Building Envelope blog posts
Which materials to use for ecologically sustainable buildings?
| May. 5, 2020
People ask me often which materials they should use to construct an ecologically sustainable building. Unfortunately, it is a totally wrong and even harmful way of thinking from the viewpoint of sustainability.
My reply was that low-carbon construction would be a better target than contemplating the materials, especially when all buildings contain a huge number of different materials.
Environmental footprint is the sum of various factors
For many, sustainable development and ecological construction mean minimising the greenhouse gas emissions caused by the manufacture of building materials. However, it is important to understand that the amount of material used is as important as the material chosen. The technical and economic longevity, energy efficiency, location and recycling potential of the building as well as many other factors affect the burden it caused to the environment.
Building life cycle from time from initial production to recycling
The way of thinking which aims at perceiving total effects is called Life Cycle Assessment (LCA). Making a life cycle assessment is a surprisingly old method but unfortunately not well-known and understood. Its idea is that the effects on the environment are monitored from the initial production of the materials to the recycling of the end-product. Thus, an assessment on the total effects is drawn. However, a whole building is such a complex entity that there is temptation to simplify the targets to arguments for or against a single material.

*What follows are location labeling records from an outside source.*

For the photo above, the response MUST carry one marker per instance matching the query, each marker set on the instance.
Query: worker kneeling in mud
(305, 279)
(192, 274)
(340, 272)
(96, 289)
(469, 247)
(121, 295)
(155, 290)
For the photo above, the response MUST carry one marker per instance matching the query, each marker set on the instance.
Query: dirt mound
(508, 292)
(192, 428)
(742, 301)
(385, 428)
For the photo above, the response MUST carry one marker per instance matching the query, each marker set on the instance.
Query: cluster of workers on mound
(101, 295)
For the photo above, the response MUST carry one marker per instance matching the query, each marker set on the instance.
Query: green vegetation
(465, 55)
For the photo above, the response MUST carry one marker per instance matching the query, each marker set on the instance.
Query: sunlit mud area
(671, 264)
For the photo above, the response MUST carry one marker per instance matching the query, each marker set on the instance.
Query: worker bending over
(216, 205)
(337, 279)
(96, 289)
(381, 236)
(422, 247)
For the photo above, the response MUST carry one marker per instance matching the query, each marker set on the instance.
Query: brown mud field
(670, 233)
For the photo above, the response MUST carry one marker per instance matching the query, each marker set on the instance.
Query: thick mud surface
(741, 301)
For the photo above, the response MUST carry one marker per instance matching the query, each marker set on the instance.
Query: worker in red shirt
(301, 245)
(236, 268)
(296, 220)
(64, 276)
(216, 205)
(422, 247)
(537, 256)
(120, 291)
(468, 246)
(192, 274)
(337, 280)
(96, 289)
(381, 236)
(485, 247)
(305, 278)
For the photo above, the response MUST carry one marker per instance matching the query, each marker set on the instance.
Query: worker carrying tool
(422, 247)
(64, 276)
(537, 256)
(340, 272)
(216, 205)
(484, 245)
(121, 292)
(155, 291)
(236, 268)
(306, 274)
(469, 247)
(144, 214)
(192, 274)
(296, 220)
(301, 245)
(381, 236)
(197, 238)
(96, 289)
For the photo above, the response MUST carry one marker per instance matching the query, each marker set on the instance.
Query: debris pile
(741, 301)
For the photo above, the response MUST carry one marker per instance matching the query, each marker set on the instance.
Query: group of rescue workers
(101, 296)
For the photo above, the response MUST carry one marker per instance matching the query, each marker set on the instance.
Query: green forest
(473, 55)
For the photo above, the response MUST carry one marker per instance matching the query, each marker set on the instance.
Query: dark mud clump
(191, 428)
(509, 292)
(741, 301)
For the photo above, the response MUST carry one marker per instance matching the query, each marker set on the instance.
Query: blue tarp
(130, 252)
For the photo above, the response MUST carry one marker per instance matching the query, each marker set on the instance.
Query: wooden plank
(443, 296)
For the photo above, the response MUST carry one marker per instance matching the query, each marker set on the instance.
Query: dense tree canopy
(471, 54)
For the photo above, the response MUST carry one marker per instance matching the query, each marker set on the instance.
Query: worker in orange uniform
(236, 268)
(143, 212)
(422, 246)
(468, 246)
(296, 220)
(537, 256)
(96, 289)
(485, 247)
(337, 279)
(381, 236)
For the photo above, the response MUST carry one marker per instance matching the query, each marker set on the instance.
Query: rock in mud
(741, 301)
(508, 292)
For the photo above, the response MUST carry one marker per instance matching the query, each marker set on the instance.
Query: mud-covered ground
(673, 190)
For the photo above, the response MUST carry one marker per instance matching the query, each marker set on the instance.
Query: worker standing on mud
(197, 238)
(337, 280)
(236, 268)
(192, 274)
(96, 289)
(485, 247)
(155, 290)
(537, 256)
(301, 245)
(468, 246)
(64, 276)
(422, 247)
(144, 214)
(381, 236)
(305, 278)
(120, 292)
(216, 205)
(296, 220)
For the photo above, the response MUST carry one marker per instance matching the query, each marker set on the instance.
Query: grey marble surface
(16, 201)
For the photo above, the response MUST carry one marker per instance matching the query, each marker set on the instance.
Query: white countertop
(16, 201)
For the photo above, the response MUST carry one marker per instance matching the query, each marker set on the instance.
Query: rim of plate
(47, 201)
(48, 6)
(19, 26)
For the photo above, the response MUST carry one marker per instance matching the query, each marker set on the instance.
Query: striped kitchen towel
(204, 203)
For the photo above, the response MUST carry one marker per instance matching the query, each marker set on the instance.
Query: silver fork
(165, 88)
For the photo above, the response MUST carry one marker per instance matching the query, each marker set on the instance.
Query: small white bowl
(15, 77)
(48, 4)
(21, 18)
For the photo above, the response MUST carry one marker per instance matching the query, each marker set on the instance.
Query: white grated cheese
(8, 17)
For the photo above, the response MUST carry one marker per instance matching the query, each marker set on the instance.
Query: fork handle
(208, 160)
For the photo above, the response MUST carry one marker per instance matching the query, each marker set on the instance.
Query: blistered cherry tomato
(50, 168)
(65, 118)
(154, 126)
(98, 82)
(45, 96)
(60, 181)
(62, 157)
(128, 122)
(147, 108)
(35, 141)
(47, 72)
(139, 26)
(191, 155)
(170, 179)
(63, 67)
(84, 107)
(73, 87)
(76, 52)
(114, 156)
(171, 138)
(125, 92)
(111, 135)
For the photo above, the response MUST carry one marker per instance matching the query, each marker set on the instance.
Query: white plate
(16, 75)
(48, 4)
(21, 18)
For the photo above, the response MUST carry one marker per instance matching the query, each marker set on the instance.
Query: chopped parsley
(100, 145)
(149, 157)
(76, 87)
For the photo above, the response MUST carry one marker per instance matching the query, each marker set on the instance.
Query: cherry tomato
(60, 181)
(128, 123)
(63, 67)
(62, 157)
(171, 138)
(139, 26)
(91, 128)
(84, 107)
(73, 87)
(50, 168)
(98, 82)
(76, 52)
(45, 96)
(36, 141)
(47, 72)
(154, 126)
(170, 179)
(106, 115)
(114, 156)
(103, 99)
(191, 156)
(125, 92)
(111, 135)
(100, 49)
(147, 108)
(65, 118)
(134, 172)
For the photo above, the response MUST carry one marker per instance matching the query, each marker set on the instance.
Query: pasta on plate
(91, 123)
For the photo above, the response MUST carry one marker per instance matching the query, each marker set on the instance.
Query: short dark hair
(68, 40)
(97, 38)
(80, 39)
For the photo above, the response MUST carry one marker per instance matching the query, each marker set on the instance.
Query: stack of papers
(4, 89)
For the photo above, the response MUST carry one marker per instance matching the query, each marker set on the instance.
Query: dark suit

The most important factor for ecological construction and for promoting the business based on it is to make the constructors and building owners to understand sustainable buildings and building materials in a wider sense.
Ecologically sustainable building is created by usage
Sustainable development is often consciously defined as a combination of three areas: social, economic and ecological. The material choices of buildings affect all of those areas and singling only one out can lead to considerable deficiencies in the other areas.
Even an ecologically sustainable building is not created by construction alone but by usage. The longer the building remains usable as for its location, size and construction, the more years the burden caused by its construction is divided into. Flexible conversion and usage possibilities and sustainable location are often more important factors than the material choices.